Pengaruh pemikiran mistis Phytagoras dapat dijumpai pada karya Saint Augustine dalam bukunya The City of God. Augustine menyebutkan bahwa bilangan enam itu sempurna dengan sendirinya, bukan karena Tuhan menciptakan alam semesta dalam enam masa. Karena bilangan enam adalah bilangan sempurna maka ia dipilih Tuhan untuk masa penciptaan alam. Demikian kata Saint Augustine (354-430): Six is a number perfect in itself, and not because God created all things in six days; rather^ the converse is true. God created all things in six days because the number is perfect...

Meskipun pemikiran filsafat bilangan Pythagoras ini kurang memuaskan dalam memberi penjelasan letak kesalinghubungan antar bilangan yang menjadi penanda alam dengan realitas alam itu sendiri, namun pengaruh pemikiran bilangan sebagai simbol yang dihubungkan dengan fenomena alam, khususnya untuk studi metafisika dan hermeneutika (studi tentang teks kitab suci) memiliki pengaruh yang kuat hingga saat ini. Pengaruh ini dapat dijumpai misalnya, dalam dunia kosmologi yang dalam studi mutakhir memperkirakan bahwa bentuk geometri alam semesta berasal dari konstruksi bilangan enam.

Penjelasan yang paling mutakhir mengenai bentuk geometri kosmos dapat dijumpai pada karya Von Martin Rees, dalam bukunya Just Six Numbers: The Deep Forces That Shape the Universe yang diluncurkan pada bulan Mei 2001. Filsafat bilangan Pythagoras pada awal perkembangannya tampak masih steril atau tidak memiliki pengaruh yang berarti bagi usaha menjelaskan fenomena alam. Namun keyakinan Phytagoras tentang kedudukan matematika sebagai pintu utama untuk membedah rahasia alam banyak mendapat dukungan. Selain sebagai penggagas filsafat bilangan, Phytagoras juga dikenal baik sebagai penemu hukum geometri atau teorema yang berguna untuk menentukan panjang sisi miring dalam segitiga. Panjang sisi miring (hipotenusa) pada segitiga siku-siku menurut teorema Phytagoras ditentukan oleh perhitungan akar dari penjumlahan hasil kuadrat dari kedua sisi yang lain.
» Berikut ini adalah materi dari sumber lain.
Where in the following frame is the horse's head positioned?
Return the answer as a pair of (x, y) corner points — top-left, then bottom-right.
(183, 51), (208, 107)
Teorema yang sederhana ini berlaku umum dan menjadi dasar perkembangan geometri Non-Euclid. Teorema Pythagoras ini juga menjadi inspirasi awal baik bagi Einstein dalam menyusun teori relativitas umum maupun bagi seluruh fisika modern yang mencoba menyusun teori terpadu melalui manifestasi ruang-waktu geometri.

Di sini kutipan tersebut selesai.